Labelling of a 2n-cycle with alternating coloured vertices in a specified fashion Take a 2n-cycle, colouring the vertices alternately blue and red.  For which n can we label the vertices 1 to 2n in such a way that the sum of the label of each blue vertex together with its two red neighbours is the same for every blue vertex?

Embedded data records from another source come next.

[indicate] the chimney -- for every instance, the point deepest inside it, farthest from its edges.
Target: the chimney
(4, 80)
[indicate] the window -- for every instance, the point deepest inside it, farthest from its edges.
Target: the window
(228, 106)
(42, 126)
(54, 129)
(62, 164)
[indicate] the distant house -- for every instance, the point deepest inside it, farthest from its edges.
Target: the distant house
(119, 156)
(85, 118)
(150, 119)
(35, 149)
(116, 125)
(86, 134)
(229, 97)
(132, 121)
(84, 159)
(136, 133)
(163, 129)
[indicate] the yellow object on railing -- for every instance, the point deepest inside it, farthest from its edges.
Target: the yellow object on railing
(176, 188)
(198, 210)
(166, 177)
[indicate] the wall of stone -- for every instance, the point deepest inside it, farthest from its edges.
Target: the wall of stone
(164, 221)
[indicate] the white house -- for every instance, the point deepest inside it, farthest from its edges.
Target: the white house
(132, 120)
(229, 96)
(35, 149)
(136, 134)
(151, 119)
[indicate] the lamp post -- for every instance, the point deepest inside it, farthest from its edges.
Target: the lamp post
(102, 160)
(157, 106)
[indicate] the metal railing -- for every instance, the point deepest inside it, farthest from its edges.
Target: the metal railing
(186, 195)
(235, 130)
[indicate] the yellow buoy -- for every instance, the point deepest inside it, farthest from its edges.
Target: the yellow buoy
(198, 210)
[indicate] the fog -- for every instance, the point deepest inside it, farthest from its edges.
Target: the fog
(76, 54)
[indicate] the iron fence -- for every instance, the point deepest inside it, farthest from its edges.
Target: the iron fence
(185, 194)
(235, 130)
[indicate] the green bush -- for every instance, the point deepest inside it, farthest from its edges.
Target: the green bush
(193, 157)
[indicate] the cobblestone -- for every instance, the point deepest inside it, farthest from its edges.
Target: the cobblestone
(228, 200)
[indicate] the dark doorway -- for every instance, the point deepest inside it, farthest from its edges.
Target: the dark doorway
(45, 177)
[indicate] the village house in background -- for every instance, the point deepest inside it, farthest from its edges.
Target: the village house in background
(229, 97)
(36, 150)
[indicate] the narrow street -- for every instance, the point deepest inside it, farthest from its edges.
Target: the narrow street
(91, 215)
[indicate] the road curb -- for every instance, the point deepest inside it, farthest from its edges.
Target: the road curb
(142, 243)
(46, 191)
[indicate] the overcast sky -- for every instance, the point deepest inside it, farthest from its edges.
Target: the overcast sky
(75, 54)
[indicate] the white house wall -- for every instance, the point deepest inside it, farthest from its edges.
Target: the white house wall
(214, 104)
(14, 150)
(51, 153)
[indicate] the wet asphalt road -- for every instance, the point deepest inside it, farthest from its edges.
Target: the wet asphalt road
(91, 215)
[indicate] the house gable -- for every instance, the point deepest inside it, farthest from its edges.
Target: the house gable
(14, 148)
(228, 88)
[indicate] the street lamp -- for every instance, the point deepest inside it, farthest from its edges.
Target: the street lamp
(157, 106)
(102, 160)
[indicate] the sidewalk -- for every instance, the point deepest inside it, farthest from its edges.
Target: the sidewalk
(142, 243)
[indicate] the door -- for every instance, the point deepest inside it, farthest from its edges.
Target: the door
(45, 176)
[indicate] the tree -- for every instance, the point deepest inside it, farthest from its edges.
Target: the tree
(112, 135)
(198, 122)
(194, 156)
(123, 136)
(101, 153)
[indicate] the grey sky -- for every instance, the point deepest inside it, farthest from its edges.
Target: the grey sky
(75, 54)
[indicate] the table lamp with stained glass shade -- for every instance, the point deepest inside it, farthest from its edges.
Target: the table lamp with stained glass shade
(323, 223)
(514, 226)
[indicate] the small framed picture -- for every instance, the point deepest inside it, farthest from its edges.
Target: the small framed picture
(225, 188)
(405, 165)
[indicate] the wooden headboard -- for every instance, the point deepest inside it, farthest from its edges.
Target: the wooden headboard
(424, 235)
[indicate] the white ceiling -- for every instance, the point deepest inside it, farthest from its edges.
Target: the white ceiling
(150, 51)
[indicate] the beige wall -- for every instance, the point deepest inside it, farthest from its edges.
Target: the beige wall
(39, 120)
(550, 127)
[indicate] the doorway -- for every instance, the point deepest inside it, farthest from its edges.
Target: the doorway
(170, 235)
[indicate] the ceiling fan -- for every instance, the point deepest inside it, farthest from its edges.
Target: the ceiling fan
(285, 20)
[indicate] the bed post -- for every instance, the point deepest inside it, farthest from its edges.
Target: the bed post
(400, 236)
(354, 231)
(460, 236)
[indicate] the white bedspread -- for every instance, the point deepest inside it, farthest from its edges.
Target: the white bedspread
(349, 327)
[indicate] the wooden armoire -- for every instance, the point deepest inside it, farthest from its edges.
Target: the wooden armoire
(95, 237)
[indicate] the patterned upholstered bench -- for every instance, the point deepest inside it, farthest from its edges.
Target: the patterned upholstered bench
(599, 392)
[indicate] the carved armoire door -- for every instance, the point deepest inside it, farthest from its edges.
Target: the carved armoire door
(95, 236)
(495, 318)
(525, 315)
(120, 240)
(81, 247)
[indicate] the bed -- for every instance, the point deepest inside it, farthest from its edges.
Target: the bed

 A: Well, there is a simple construction for odd $n=2k+1$'s. The construction is
$$k+1,4k+2,1,4k+1,k+2,4k,2,4k-1,\dots,2k,2k+4,k,2k+3,2k+1,2k+2$$
the smaller numbers are red, the larger are blue. The sum of label of each  blue vertex together with its two red neighbors is the same $5k+4$.
update:
Well, there is a not-that simple construction for evenly even $n=4k$. The construction for the red ones are:
$$1,6k,2,2k+2,3,2k+3,\dots ,k,3k,k+1,k+2,3k+1,k+3,3k+2,\dots,2k,4k-1,2k+1$$
(especially when $k=1$ the red ones are $1,6,2,3$)
These appears $1$ to $4k-1$ and a strange $6k$
The blue ones (in between) are
$$4k+1,4k,8k-2,8k-3,\dots 6k+2,6k+1,8k-1,6k-1,6k-2\dots,4k+2,8k$$
And the sum is $10k+2$.
update2:
Well, there is a really not-that simple construction for oddly even $n=4k+2$. The construction for the red ones are:
$$1,6k+3,2,2k+2,3,2k+3,\dots ,k,3k,k+1,k+2,3k+1,3k+2,k+3,\dots,4k,2k+1,4k+1$$
(especially when $k=1$ the red ones are $1,9,2,3,4,5$)
These appears $1$ to $4k+1$ and a strange $6k+3$
The blue ones (in between) are
$$4k+3,4k+2,8k+3,8k+2,\dots ,6k+7,6k+6,8k+4,6k+4,4k+4,6k+2,\dots,4k+6,4k+5,6k+5$$
And the sum is $10k+7$.
So, we proved that all the $n\ge 3$we can label in the way.